New York does not allow Independents to vote in a presidential primary. The only way they can exercise the franchise on Apr. 28 is if they forsake their own affiliation and register as a Democrat (there is, of course, no Republican primary this cycle). This proved a real point of contention in 2016 when the unpopular Hillary Clinton faced the then-upstart Bernie Sanders who carried a large number of Independents in his camp. Yet, Independents were left out in the cold and Clinton, some would argue wrongly, won New York State.
Independents are often erroneously believed to be centrist or moderates. But this is a fallacy; Independents range the spectrum but choose, for one reason or another, not to align with either party. I myself identify as a Progressive, typically associated purely with the Democrats, but have registered consistently as an Independent. I do so for the same reason many others do: while one party may better represent my values, both are inherently flawed, corrupted and demonstrably inept at passing direly needed legislation.
But disillusionment with the two-party system should not preclude voters from participation. In fact, I’d argue that disillusionment makes the voters better suited to make educated decisions. Holding no allegiance to party dogma or to a candidate brandishing a largely meaningless letter next to their names, Independent votes will gravitate towards political ends more in line with specific goals and ideals rather than superficial party loyalty.
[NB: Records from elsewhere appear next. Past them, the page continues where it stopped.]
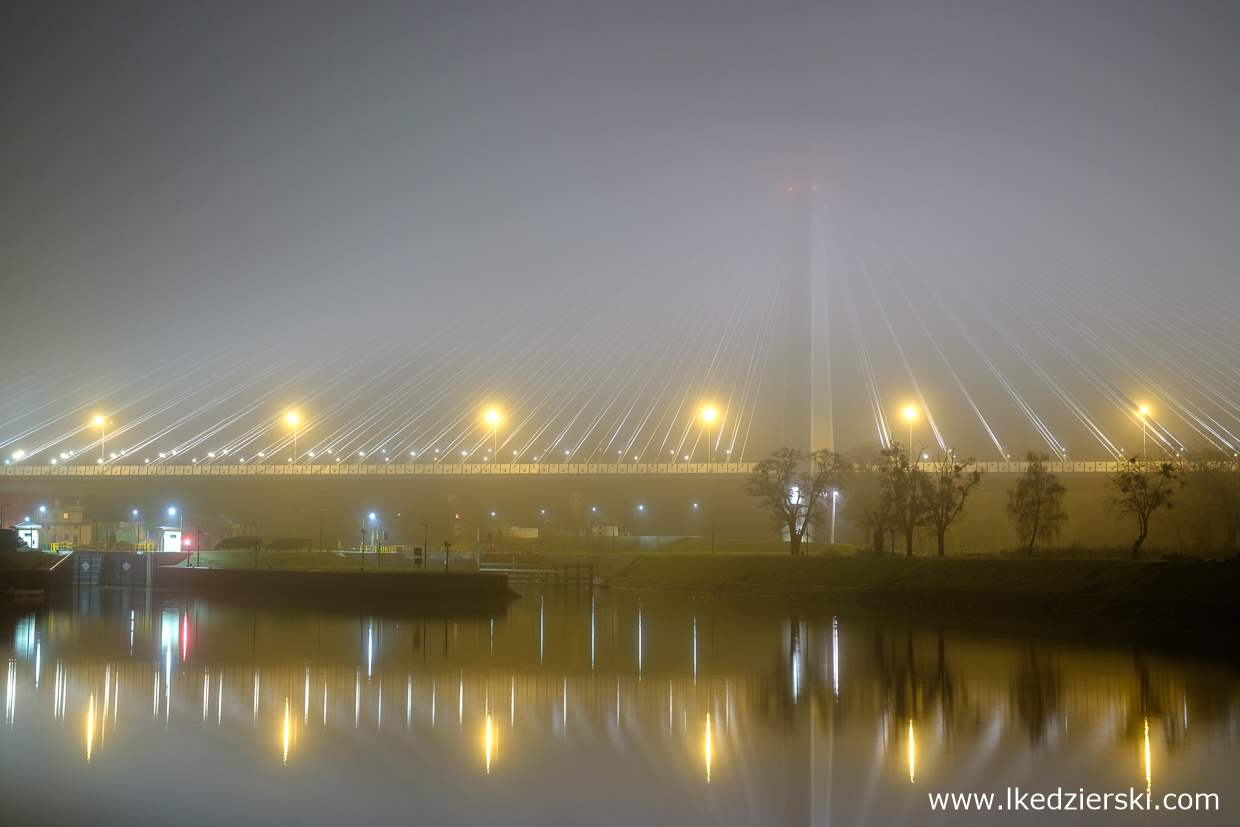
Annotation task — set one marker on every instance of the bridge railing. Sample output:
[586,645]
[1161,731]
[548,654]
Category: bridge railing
[392,469]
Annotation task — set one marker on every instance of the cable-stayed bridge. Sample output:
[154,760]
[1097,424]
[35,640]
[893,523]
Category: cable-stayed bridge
[801,325]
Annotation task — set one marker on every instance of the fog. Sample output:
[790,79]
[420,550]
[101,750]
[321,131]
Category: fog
[594,218]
The general election, however, is open to Independent voters, meaning that while they often don’t have a say in choosing either candidate, they are very much a part of the contest that weighs those candidates against one another on the national stage. But how can a state like New York with closed primaries properly measure how a candidate will do in a general election when the nation’s largest voter block is not able to express their preference? This is how we end up with stale, uninspiring and largely unlikeable candidates; when we value the maintenance of the establishment, the stability of the two-party system, over the actual preferences of voters.
While New York, since 2016, has made great strides in how and when people can register to vote, it still actively suppresses the franchise for a massive number of voters in an essential election. This not only reduces and discourages political activity and decreases the mandate of a selected presidential candidate, but it also provides an inaccurate representation of where the electorate aligns which skews campaign and election outlooks even further in the future.
New York, and 27 other states, needs to wake up and join the new millennium. The two-party system has proved utterly insufficient as humans are not binary creatures. The primary system needs to be opened up and Independents need to be encouraged to vote for their interests, rather than being corralled into one party line or another.